19

I am going nuts trying to figure this out. How can I in R, define the reference level to use in a binary logistic regression? What about the multinomial logistic regression? Right now my code is:

logistic.train.model3 <- glm(class~ x+y+z,
                         family=binomial(link=logit), data=auth, na.action = na.exclude)

my response variable is "YES" and "NO". I want to predict the probability of someone responding with "YES".
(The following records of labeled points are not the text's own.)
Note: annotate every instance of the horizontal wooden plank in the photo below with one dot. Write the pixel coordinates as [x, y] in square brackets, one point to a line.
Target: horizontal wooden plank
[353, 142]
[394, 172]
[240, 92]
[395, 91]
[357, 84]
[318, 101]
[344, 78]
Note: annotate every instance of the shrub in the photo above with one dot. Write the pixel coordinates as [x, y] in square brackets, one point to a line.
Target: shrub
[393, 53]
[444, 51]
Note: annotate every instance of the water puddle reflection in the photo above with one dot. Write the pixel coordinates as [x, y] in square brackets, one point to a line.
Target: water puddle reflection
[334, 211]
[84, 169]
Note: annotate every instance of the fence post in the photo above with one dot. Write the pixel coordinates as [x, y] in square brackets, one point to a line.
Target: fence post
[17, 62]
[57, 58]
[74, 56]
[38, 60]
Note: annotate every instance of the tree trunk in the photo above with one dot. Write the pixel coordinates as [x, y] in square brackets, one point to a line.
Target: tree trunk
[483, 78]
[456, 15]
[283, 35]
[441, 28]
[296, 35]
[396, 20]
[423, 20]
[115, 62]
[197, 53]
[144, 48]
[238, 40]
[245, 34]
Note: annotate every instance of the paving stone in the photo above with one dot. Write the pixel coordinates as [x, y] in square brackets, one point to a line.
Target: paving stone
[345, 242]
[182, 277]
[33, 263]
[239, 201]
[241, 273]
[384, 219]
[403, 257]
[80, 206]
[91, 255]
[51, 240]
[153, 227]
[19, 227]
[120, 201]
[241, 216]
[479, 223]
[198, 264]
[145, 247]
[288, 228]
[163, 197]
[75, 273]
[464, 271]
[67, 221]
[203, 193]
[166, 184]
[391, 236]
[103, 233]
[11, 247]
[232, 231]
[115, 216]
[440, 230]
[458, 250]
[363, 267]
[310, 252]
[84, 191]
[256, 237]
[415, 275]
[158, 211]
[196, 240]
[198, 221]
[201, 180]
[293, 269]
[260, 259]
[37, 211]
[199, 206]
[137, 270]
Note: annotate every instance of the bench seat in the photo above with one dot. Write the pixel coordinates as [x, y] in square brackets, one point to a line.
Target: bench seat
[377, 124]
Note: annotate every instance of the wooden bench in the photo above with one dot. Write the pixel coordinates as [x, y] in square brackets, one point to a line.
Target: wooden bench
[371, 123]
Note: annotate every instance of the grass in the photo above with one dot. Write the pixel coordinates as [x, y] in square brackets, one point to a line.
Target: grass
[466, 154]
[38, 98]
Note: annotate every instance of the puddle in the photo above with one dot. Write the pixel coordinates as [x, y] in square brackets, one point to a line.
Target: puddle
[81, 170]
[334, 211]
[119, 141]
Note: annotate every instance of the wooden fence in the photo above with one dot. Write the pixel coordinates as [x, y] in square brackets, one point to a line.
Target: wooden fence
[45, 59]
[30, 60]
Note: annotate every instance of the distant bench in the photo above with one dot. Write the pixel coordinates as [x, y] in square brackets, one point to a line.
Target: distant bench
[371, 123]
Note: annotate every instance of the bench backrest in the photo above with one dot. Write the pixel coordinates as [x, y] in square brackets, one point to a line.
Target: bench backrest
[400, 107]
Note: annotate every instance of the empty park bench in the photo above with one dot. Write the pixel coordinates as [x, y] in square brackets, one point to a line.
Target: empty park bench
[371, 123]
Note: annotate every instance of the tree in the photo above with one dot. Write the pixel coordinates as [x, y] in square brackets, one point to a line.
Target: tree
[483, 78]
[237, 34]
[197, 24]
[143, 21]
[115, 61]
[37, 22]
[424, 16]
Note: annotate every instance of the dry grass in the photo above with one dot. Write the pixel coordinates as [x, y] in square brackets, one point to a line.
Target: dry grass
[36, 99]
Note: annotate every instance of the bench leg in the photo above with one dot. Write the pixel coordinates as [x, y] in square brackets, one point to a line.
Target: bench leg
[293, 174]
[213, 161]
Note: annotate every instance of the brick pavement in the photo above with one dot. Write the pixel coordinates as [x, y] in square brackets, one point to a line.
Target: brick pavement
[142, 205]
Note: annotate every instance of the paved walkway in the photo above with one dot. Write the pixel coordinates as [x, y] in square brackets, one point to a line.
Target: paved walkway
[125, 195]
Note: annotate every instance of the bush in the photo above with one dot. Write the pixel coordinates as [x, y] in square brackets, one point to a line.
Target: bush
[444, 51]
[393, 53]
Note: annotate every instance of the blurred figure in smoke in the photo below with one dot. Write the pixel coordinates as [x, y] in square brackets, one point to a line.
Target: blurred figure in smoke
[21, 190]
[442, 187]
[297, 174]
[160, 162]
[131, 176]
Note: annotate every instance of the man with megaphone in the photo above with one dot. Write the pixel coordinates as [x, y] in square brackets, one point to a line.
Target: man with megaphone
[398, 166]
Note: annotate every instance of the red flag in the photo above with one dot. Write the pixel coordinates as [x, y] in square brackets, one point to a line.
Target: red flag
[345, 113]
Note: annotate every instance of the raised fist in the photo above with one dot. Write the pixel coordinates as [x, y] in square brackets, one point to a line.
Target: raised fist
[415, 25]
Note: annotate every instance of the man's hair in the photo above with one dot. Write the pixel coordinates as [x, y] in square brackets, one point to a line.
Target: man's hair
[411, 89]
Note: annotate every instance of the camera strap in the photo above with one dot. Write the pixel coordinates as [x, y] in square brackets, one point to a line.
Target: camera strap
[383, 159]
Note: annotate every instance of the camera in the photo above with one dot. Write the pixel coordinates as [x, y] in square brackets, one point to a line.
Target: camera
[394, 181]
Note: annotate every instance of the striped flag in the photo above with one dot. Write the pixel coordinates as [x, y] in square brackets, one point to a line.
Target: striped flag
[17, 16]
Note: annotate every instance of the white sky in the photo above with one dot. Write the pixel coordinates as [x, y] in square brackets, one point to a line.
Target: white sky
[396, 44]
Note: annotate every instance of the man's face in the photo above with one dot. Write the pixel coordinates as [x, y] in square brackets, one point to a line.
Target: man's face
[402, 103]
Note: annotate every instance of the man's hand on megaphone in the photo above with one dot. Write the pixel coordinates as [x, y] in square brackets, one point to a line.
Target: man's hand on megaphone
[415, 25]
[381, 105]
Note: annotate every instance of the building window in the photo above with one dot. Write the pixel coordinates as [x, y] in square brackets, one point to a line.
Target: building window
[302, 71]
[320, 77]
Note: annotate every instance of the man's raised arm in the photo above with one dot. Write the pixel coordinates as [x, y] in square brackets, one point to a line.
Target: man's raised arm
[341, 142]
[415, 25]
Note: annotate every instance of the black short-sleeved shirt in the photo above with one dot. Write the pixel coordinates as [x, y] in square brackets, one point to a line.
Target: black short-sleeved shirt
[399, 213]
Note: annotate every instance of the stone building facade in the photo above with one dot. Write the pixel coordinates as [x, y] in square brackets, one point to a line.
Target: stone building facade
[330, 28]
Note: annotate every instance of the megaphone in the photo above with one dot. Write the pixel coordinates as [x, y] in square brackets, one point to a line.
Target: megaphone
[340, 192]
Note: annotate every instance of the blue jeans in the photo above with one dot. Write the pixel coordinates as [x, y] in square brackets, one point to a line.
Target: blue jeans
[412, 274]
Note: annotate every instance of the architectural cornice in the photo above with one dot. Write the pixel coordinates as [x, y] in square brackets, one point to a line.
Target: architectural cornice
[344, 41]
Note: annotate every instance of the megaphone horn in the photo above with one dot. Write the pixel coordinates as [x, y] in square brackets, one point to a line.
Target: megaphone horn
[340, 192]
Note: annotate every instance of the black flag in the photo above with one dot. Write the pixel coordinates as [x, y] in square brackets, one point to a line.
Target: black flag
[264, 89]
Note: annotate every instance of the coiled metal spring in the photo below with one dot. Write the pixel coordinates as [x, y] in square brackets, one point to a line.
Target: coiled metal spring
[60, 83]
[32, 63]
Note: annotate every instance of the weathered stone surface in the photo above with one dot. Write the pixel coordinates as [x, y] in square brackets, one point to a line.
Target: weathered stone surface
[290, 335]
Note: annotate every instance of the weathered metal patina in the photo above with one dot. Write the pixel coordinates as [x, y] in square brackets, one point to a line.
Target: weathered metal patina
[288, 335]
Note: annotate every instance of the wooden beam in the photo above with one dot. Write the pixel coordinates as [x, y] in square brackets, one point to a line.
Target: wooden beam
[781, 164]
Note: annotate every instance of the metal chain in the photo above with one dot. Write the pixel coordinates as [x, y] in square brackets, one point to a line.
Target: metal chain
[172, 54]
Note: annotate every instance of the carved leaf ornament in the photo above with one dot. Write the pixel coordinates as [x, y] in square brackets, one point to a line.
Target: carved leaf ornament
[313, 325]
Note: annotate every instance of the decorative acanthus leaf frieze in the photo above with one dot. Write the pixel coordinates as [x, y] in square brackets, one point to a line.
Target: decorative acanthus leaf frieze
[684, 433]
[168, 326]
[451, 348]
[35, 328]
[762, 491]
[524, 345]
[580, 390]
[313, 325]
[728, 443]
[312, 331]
I DO NOT want to recode the variable to 0 / 1. Is there a way I can tell the model to predict "YES" ?

Thank you for your help.

blast00
  • 559
  • 2
  • 8
  • 18
  • Make class a factor - see `?factor` – user20650 Apr 25 '14 at 00:38
  • My class variable, is a factor variable. I am looking to assign the event, or the value of class that the logistic regression predicts. Right now it is predicting "NO", I want it to predict "YES". – blast00 Apr 25 '14 at 00:43
  • 1
    ok use the `I` function (as is): I(class=="yes") – user20650 Apr 25 '14 at 00:45
  • 1
    why would you do that? just multiple the coefficients by -1... Also `relevel(class, ref = 'YES')` – rawr Apr 25 '14 at 00:57
  • @user20650 can you please demonstrate where you put that function / insert that line of code? That seems to be the answer/ what I am looking for. – blast00 Apr 25 '14 at 04:26
  • @rawr I want to not change the variable values. I have tons of code that is reliant on their values, additioanlly, if I have mutlinominal regression this is a pain. – blast00 Apr 25 '14 at 05:09
  • It would be transparent if you created a new variable, inverse of `class` and use that in the model. Since it will have a new name, all the output will be clear about which variable/reference was used. – Roman Luštrik Apr 25 '14 at 07:07
  • @blast00; You can use it as `glm(I(class=="YES") ~ x+y+z`. Note while this will work for `binomial` if your outcome has more than two levels it will result in comparing one level to the rest. Defining the factor levels pre regression is best the way go here - it is only one line of code – user20650 Apr 25 '14 at 07:33
  • @rawr; apologies being thick..deleted – user20650 Apr 25 '14 at 07:36
  • user20650 - thank you here. Case closed. Post the answer. – blast00 Apr 25 '14 at 12:54

2 Answers2

22

Note that, when using auth$class <- relevel(auth$class, ref = "YES"), you are actually predicting "NO".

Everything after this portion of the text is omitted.